Actually the admin access to configure dual monitors is the issue. I am running dual, and its only going to get more and more popular as flatscreens become more and more popular.

Actually the admin access to configure dual monitors is the issue. I am running dual, and its only going to get more and more popular as flatscreens become more and more popular.

2 monitors is not such a problem, I just installed the latest driver from ati, 9.7 and could configure 2 monitors to a big desktop without admin privileges. Earlier drivers did not require admin privileges so any user could reconfigure the driver and it would apply globally which is not really desirable. Any user could use the Catalyst Control Center and disable all the monitors. This is no longer possible.

The thing about admin privileges now is that it is now the only way to reconfigure the login screen. So, there is very solid reasoning behind this privilege escalation scheme. This has only been adopted a few drivers ago and I think the devs are still feeling their way but it is seems to be a good direction.

btw, I now have 3 monitors on 2 gpus working and I definitely would not want someone without admin privileges to attempt that with this driver.

2 monitors is not such a problem, I just installed the latest driver from ati, 9.7 and could configure 2 monitors to a big desktop without admin privileges. Earlier drivers did not require admin privileges so any user could reconfigure the driver and it would apply globally which is not really desirable. Any user could use the Catalyst Control Center and disable all the monitors. This is no longer possible.

The thing about admin privileges now is that it is now the only way to reconfigure the login screen. So, there is very solid reasoning behind this privilege escalation scheme. This has only been adopted a few drivers ago and I think the devs are still feeling their way but it is seems to be a good direction.

btw, I now have 3 monitors on 2 gpus working and I definitely would not want someone without admin privileges to attempt that with this driver.

Yes, I did the same thing setting mine up as well. Its when you want to save the config to xorg, then you need privileges. A simple fix would have a script pop up saying that if you want to save changes, login to the gui via terminal to be able to have permission to do it.

Since your running 3 screens, I have a question for you.
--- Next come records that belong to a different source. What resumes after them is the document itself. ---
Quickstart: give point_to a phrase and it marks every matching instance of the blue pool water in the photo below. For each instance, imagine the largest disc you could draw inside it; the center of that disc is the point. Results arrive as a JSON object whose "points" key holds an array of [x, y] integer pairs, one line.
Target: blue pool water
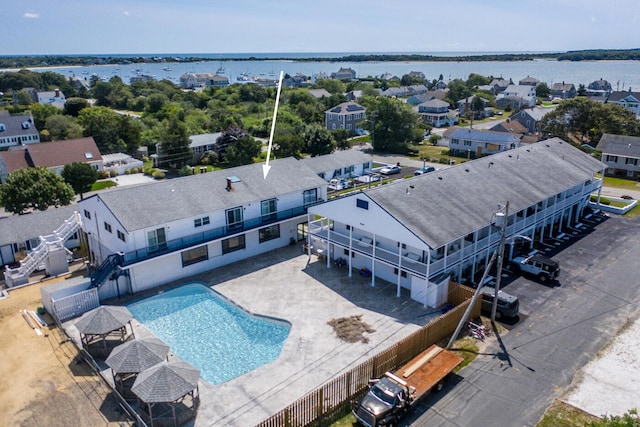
{"points": [[207, 331]]}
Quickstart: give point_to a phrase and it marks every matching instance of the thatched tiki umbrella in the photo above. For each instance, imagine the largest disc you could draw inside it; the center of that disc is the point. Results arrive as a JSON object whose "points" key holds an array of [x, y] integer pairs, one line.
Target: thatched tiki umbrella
{"points": [[129, 359], [102, 328], [168, 393]]}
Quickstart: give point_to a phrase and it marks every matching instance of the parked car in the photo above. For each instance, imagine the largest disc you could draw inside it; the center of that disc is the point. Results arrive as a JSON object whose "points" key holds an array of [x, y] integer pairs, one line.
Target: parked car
{"points": [[508, 305], [538, 265], [390, 169], [424, 170]]}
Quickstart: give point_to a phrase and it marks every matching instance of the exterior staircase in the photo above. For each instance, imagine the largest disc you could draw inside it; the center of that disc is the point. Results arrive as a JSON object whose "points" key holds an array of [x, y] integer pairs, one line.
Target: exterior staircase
{"points": [[106, 269], [54, 241]]}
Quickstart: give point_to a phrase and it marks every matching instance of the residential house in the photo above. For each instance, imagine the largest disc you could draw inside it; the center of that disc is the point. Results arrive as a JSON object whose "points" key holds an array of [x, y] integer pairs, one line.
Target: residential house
{"points": [[498, 85], [319, 93], [440, 94], [477, 142], [19, 234], [340, 164], [142, 78], [440, 85], [120, 163], [599, 88], [347, 115], [516, 97], [621, 154], [203, 143], [17, 130], [54, 97], [345, 74], [465, 104], [529, 81], [627, 99], [436, 113], [202, 80], [417, 234], [530, 117], [161, 232], [51, 155], [563, 90], [513, 127]]}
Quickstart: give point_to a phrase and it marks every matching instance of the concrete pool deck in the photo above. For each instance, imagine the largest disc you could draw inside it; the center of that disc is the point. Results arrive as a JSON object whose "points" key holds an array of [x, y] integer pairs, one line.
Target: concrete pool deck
{"points": [[283, 284]]}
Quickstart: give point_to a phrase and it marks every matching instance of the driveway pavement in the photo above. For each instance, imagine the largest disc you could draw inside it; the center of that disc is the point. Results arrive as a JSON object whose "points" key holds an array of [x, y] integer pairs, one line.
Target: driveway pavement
{"points": [[562, 327], [286, 284]]}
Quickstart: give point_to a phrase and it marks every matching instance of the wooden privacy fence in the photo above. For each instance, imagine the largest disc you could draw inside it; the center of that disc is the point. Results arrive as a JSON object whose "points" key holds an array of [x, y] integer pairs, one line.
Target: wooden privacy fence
{"points": [[334, 399]]}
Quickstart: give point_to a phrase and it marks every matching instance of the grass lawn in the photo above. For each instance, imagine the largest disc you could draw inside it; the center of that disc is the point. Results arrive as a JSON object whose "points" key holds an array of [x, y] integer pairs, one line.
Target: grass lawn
{"points": [[560, 414], [101, 185], [627, 184]]}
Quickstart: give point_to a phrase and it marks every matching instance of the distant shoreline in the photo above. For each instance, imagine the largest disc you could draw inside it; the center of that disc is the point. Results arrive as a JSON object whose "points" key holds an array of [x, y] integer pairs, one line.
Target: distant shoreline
{"points": [[37, 61]]}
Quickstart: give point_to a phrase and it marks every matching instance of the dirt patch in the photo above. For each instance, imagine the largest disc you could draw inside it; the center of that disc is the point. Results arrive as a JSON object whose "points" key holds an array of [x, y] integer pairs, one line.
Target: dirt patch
{"points": [[41, 381], [351, 329]]}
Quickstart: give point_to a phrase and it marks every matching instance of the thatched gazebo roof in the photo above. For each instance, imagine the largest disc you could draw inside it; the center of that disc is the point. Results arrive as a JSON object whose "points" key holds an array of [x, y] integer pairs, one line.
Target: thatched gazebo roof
{"points": [[137, 355], [166, 382], [103, 320], [103, 328]]}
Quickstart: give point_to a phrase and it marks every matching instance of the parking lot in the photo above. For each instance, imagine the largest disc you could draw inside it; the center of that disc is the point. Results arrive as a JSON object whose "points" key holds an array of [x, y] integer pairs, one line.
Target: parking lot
{"points": [[562, 326]]}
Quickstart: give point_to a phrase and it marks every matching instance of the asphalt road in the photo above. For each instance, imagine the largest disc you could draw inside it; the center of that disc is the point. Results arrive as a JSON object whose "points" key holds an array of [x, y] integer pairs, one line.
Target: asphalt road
{"points": [[561, 327]]}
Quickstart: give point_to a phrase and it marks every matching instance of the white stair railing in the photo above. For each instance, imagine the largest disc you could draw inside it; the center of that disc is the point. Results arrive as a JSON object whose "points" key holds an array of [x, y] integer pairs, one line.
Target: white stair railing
{"points": [[20, 275]]}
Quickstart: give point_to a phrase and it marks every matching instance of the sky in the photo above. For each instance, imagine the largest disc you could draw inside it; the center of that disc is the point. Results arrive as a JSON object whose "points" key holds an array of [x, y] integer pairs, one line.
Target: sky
{"points": [[41, 27]]}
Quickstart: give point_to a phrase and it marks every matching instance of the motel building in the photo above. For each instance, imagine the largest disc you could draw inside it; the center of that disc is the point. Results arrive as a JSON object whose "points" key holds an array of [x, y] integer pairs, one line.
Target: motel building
{"points": [[419, 233], [148, 235]]}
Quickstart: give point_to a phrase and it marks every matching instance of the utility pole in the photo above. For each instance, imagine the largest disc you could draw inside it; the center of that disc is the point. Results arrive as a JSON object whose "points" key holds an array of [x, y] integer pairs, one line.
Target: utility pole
{"points": [[494, 306]]}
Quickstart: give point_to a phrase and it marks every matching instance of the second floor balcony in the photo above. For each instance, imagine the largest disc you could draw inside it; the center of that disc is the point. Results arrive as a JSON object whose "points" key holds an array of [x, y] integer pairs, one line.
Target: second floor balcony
{"points": [[165, 247]]}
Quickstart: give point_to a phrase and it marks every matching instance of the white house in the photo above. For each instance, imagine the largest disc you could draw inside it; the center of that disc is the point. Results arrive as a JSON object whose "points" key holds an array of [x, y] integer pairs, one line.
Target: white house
{"points": [[341, 164], [621, 154], [477, 142], [156, 233], [17, 130], [417, 233], [53, 97]]}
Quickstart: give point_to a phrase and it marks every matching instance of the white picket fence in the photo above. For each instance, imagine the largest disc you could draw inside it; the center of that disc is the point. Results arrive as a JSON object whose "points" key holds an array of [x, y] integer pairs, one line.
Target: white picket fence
{"points": [[74, 305]]}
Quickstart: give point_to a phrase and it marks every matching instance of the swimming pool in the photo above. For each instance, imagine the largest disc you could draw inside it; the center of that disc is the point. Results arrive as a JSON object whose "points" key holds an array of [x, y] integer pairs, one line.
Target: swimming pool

I assume you have an aftermarket dual capable card installed plus your using the MOBO video output, correct? I have an ATI card and an IBM MOBO, how do you get the system to recognize the IBM video? Last time I played with this, it didn't seem to be able to recognize it.

Actually I am using two cards and have the mobo gpu disabled because it was causing me problems whenever I tried to use it with either of the cards. I am pretty sure it is a bios issue. Anyway, I had the two cards, the mobo gpu was never intended to be used anyway but I did give it a try because it was supposed to work with one of the cards at least but I gave up since it was not that important to me.

Unless you have a very recent mobo and even if you do there is a very good chance you will not get the mobo gpu to work with the card. At least that is my experience and I have a TA790GX A2+ mobo with a HD3300 and a HD3450 card and a HD3650 card. Until the latest drivers it was not possible for me to use even the two cards together. If you want three monitors I would suggest another ati card and read the release notes on the driver.